Regan was again in the thick of it in November 1920.  He had boarded the Northcote tram towards Clifton Hill with a “lady”.  The tram conductor approached Regan and Regan paid his fare.  The woman then stated her husband would pay for her.  The conductor then asked Regan who responded with

“I’ve paid one fare, isn’t that enough?”

The lady then paid the fare.   As they disembarked at Clifton Hill Regan struck the conductor in the mouth and as witnesses attempted to separate them, proceeded to kick the conductor in the head.
Witnesses stated that Regan had been drinking from a bottle prior to the incident and was in an “excited” state.   He was subsequently fined £10.

In 1921 the License Reduction Board determined that the Bridge Hotel was no longer required and its license was withdrawn.   A sum of £1,000 was paid in compensation for the closure of the hotel.
Under the ownership of Timothy and Lena Brock the hotel was converted into restrooms (ie. a cafe).   Clearly business was poor as the building was converted into a private home by 1925.

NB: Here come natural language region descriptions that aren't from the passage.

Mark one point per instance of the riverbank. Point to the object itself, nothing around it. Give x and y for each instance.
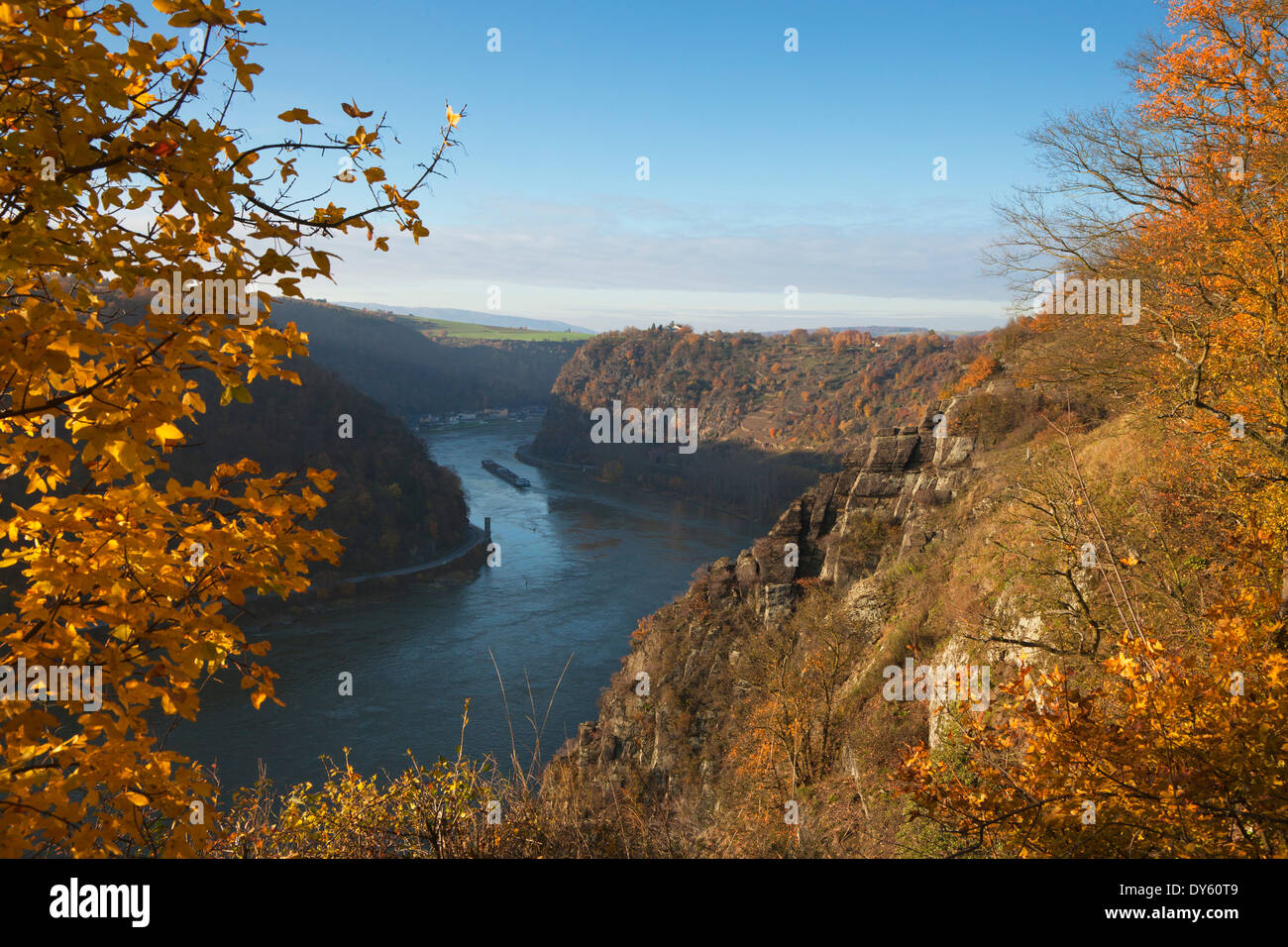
(526, 455)
(462, 562)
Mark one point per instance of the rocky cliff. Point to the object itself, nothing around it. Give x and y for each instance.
(684, 723)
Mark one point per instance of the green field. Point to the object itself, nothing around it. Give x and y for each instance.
(473, 330)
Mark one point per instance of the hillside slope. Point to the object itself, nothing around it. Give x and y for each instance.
(773, 412)
(943, 544)
(387, 360)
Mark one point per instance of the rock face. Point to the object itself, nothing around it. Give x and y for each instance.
(694, 647)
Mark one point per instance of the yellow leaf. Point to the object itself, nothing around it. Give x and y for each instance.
(300, 115)
(167, 432)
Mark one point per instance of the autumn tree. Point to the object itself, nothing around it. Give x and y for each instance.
(1172, 745)
(123, 175)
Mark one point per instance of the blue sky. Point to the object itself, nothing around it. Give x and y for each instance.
(767, 167)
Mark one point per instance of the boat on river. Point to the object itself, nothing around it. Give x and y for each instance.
(506, 474)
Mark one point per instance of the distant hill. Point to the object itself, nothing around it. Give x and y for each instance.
(387, 357)
(391, 505)
(450, 318)
(871, 330)
(773, 410)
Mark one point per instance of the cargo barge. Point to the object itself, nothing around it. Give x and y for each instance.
(506, 474)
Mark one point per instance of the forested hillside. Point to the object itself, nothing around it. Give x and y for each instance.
(387, 360)
(773, 411)
(390, 506)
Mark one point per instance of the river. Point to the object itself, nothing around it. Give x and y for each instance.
(581, 562)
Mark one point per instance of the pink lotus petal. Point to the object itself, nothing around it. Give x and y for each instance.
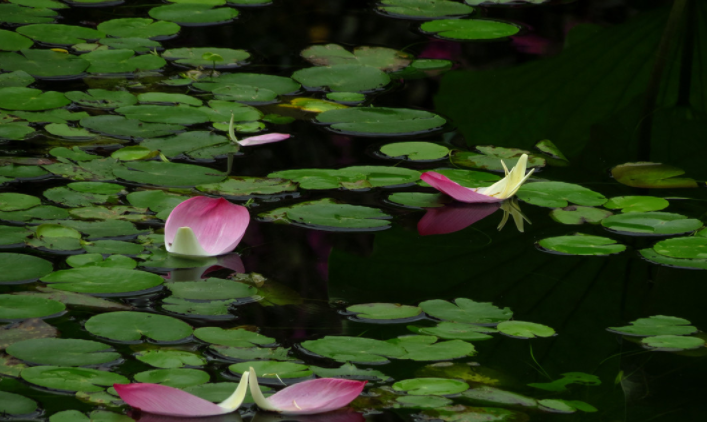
(164, 400)
(264, 139)
(454, 217)
(218, 224)
(455, 190)
(316, 396)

In the 1930s the old hotel became the home of the Sansom family.   They lived there until 1958 when the hotel was demolished to make way for Housing Commission flats.

 List of known publicans

  1873  John Brown
  1875 Henry Cox
  1877  John Cox
  1878  William Cutler
  1878  William Rough
  1882  Alex Hopkinson
  1884  Emma Beer
  1886  Louisa Dean
  1889  Captain Joseph Webster
  1897  Kate Maher
  1901  Harriet Weaver
  1908  Eleanor Weaver
  1907  Gustave Beer
  1911  James Dwyer
  1913  William J. Delaney
  1913  Alice K. Drewer
  1914  Daniel Maughan
  1915  Edwin William Cockrell
  1918  Susan Cockrell
  1918  Laura Regan


Carroll, Brian and Rule, Ian (1985). Preston: an Illustrated History. Preston: City of Preston.
Cole, Robert K. Index of Hotels 1841 – 1949. Unpublished manuscript.
Edge, Gary (2004). Surviving the six o’clock swill: a history of Darebin’s hotels. Melbourne. Darebin Libraries.
Lemon, Andrew (1983). The Northcote Side of the River. North Melbourne: Hargreen.